We observed that rat alveolar macrophages activated by K. pneumoniae displayed phagocytic rates ranging from 21.5% to 43.43%. This rate was lower than the 89.4 ± 6.2% rate of alveolar macrophage phagocytosis from bronchoalveolar lavage fluid of horses activated by cell wall of nonviable Saccharomyces cerevisiae13. However, the rate we observed exceeded the previously detected rates of alveolar macrophage phagocytosis in vitro to methicillin-resistant Staphylococcus aureus (12.1 ± 3.0 %) and methicillin-sensitive Staphylococcus aureus (10.4 ± 3.2 %)14, and exceeds the rate of phagocytosis detected by Salgado et al.15, 6.29 ± 0.46 (MSSA) and 5.87 ± 0.34 (MRSA).

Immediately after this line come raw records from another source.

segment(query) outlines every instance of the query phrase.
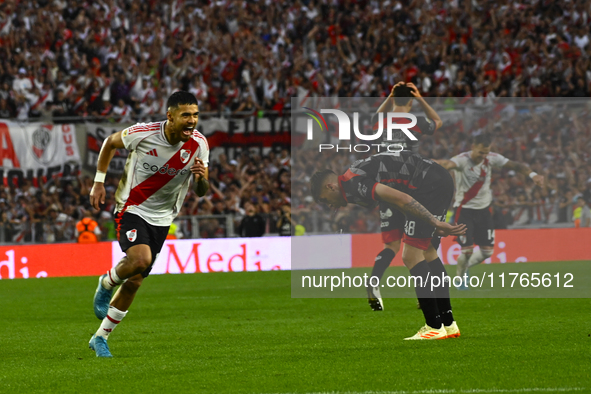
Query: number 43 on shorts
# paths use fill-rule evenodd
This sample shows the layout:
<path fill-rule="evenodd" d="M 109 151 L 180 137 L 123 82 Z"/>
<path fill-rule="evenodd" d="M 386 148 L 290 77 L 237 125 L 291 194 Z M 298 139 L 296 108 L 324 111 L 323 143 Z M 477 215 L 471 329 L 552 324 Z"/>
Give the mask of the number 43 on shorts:
<path fill-rule="evenodd" d="M 415 221 L 409 220 L 404 224 L 404 232 L 411 237 L 415 235 Z"/>

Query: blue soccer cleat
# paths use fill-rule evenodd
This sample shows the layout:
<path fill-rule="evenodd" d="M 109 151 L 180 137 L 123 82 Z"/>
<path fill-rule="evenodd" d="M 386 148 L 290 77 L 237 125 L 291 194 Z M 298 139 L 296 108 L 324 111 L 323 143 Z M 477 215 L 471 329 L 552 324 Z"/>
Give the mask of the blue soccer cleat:
<path fill-rule="evenodd" d="M 113 357 L 107 345 L 107 340 L 103 337 L 97 337 L 96 334 L 90 338 L 88 347 L 96 352 L 97 357 Z"/>
<path fill-rule="evenodd" d="M 103 274 L 99 277 L 99 284 L 94 293 L 94 314 L 99 320 L 103 320 L 107 317 L 107 313 L 109 313 L 109 303 L 113 296 L 113 289 L 107 290 L 103 287 L 103 278 L 106 276 L 107 274 Z"/>

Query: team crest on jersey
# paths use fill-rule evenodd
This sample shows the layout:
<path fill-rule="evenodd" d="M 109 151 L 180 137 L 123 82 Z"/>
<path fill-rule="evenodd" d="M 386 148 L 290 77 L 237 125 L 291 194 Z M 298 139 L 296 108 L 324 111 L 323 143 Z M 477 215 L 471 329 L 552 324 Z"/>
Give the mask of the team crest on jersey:
<path fill-rule="evenodd" d="M 129 242 L 135 242 L 137 238 L 137 230 L 134 228 L 133 230 L 129 230 L 125 233 L 127 235 L 127 239 Z"/>
<path fill-rule="evenodd" d="M 189 157 L 191 157 L 191 151 L 187 149 L 181 149 L 181 161 L 183 164 L 189 161 Z"/>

The phagocytosis rate was related to antimicrobial resistance, because the K9 and K16-R-C multiresistant strains displayed a lower phagocytosis rate than that in the antimicrobial sensitive strains. These findings may be related to the presence of the 180 kb plasmid that was present in the K9-C and K16-R isolates. This plasmid encodes several virulence factors, including mucoidy, adhesion factor, aerobactin, and ESBL TEM-5, which confers resistance to third-generation cephalosporins5,7. Therefore, the present results suggest that the low rate of phagocytosis of the multiresistant K. pneumoniae isolates was probably due to the presence of the 180 kb plasmid, which may carry genes for resistance and virulence factors, and which may consequently inhibit phagocytosis. Furthermore, K16-R, which was non-mucoid and virulent, had the lowest rate of phagocytosis by alveolar macrophages and was most resistant to antimicrobials (positive to bla CTX-M-2 gene which encodes ESBL) and is probably the most virulent (positive to irp2 gene which encodes the yersiniabactin siderophore)4.

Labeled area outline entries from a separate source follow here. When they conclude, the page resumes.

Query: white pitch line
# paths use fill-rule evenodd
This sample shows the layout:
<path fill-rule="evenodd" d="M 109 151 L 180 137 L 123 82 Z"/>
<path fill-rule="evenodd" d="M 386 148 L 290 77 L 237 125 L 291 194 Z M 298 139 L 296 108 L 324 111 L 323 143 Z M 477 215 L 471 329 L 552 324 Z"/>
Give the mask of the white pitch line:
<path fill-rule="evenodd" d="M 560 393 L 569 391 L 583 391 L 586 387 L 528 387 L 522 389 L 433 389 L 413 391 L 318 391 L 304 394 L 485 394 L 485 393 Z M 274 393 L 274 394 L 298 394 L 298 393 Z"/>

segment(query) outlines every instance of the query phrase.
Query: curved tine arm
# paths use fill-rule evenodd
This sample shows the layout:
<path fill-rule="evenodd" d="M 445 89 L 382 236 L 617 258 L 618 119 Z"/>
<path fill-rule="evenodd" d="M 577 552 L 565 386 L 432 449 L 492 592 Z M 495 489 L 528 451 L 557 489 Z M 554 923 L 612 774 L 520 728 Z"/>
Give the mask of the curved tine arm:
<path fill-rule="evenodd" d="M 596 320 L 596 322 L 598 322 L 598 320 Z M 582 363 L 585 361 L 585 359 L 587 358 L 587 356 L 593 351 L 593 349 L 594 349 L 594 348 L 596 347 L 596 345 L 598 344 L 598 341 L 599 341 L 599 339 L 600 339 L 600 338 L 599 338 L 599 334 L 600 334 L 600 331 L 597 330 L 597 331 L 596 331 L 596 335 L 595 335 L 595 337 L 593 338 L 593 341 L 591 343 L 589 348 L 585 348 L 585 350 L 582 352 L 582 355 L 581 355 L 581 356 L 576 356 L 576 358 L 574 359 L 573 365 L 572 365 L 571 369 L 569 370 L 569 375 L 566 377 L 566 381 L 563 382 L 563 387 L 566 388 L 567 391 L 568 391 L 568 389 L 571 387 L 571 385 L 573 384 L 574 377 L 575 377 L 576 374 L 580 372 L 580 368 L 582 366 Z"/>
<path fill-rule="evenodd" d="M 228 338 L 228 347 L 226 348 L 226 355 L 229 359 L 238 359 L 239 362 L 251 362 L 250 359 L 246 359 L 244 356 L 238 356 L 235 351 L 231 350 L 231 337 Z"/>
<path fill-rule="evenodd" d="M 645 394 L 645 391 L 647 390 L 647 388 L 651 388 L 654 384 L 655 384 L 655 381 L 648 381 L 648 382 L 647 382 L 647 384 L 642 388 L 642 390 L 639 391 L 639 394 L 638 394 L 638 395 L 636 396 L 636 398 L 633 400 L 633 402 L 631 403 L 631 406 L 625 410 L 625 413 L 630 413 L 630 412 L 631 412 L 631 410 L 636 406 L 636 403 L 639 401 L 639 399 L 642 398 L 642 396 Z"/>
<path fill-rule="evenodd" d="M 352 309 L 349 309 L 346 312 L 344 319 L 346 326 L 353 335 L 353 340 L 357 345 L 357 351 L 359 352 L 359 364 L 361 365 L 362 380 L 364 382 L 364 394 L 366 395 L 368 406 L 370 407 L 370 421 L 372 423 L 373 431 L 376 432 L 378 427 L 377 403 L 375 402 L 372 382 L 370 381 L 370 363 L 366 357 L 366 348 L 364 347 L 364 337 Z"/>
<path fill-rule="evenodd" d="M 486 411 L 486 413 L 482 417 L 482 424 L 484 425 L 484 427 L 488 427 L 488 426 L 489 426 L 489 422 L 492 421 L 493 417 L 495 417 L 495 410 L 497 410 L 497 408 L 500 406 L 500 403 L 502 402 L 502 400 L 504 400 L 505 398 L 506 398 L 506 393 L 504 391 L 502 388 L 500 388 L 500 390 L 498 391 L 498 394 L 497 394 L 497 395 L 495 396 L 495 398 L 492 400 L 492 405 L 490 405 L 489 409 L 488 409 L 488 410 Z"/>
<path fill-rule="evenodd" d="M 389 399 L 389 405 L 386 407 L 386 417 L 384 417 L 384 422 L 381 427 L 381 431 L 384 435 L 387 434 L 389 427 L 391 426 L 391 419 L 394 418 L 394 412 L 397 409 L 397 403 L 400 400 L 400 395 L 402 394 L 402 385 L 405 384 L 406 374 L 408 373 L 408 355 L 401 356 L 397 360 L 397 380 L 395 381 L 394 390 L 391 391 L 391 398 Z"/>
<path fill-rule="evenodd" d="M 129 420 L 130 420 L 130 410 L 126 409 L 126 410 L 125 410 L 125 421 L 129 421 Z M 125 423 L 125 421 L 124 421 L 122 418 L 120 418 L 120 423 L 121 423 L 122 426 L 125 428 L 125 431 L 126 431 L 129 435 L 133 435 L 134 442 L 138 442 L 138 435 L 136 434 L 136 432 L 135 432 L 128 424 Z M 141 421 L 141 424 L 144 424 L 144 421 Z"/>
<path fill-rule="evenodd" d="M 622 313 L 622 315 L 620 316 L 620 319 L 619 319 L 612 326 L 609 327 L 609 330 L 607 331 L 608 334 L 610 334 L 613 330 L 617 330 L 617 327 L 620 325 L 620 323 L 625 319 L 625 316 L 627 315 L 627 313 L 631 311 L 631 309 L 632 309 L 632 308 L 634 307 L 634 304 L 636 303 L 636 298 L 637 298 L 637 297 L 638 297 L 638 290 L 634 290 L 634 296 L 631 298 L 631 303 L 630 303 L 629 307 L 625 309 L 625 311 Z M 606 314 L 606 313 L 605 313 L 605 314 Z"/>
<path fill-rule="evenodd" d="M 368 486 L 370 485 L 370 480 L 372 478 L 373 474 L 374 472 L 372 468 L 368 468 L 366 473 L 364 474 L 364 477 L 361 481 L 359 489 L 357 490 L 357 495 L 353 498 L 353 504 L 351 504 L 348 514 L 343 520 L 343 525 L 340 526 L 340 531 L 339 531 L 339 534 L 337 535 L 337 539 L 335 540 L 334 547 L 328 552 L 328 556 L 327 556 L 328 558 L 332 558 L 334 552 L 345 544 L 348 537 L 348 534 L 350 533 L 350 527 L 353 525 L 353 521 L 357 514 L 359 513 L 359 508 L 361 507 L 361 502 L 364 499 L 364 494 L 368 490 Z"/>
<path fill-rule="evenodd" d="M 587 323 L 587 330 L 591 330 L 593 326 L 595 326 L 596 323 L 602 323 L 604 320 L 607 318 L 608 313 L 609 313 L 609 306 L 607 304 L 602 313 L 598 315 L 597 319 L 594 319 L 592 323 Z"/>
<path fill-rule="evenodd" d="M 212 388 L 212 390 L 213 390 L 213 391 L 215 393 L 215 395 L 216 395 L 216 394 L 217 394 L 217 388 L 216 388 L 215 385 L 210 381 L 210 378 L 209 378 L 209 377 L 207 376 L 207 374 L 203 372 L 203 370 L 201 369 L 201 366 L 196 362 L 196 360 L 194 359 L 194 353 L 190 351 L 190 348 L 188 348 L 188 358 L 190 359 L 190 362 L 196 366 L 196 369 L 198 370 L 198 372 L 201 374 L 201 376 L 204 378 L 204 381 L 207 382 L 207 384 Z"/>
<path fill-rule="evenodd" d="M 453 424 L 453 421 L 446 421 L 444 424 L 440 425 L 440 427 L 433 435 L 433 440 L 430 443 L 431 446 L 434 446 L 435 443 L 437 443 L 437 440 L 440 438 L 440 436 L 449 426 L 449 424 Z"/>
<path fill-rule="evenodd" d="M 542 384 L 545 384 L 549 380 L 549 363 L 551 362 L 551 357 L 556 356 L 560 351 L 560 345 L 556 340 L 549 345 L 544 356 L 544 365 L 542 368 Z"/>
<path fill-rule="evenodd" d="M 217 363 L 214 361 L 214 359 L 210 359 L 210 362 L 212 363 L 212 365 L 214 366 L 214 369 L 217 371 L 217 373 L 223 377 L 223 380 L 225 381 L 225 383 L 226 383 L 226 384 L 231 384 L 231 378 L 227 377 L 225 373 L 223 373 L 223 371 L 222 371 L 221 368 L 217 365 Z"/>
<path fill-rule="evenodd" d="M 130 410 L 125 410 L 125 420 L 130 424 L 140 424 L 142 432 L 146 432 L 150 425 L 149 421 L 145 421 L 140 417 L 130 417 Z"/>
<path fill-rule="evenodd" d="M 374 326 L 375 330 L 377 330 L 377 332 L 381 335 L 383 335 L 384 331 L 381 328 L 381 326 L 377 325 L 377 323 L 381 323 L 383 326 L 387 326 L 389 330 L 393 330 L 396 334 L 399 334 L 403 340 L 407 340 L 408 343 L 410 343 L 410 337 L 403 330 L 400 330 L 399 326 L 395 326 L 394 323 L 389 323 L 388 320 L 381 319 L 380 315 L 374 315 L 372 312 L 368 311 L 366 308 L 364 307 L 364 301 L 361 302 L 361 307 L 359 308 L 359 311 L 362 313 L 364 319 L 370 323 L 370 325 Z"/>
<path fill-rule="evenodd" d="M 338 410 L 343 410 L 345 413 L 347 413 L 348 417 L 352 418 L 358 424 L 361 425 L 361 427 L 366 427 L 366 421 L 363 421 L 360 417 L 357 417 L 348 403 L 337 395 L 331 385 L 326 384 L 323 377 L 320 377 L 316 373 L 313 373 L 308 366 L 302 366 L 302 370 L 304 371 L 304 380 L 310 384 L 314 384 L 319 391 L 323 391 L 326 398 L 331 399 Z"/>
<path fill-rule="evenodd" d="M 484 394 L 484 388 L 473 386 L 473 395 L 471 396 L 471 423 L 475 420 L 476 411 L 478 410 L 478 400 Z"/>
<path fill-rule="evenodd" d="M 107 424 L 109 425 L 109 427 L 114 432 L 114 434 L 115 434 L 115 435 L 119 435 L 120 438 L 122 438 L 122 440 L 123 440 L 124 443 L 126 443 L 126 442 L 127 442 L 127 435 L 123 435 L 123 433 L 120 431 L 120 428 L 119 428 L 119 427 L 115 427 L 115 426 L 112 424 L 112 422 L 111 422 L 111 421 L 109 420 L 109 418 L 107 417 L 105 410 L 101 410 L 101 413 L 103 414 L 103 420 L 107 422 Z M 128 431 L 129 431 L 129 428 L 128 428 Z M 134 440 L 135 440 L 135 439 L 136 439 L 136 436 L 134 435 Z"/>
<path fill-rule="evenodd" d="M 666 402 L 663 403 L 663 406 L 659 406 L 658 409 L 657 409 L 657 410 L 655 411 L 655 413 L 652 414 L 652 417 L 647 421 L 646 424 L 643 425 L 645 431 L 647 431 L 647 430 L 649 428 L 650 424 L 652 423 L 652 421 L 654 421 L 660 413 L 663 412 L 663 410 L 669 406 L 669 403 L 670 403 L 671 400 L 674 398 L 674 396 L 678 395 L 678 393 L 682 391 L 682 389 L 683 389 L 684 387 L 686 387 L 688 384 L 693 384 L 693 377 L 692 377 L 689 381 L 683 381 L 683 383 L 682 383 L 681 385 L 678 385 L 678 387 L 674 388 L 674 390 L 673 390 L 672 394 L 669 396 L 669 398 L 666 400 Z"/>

The collective data from this study indicate that several virulence factors act in parallel in K. pneumoniaeto impair host defense. The results highlight the need for further research aimed at providing data concerning virulence factors of K. pneumoniae, as well as to clarify the relationship of these factors with the host defense response.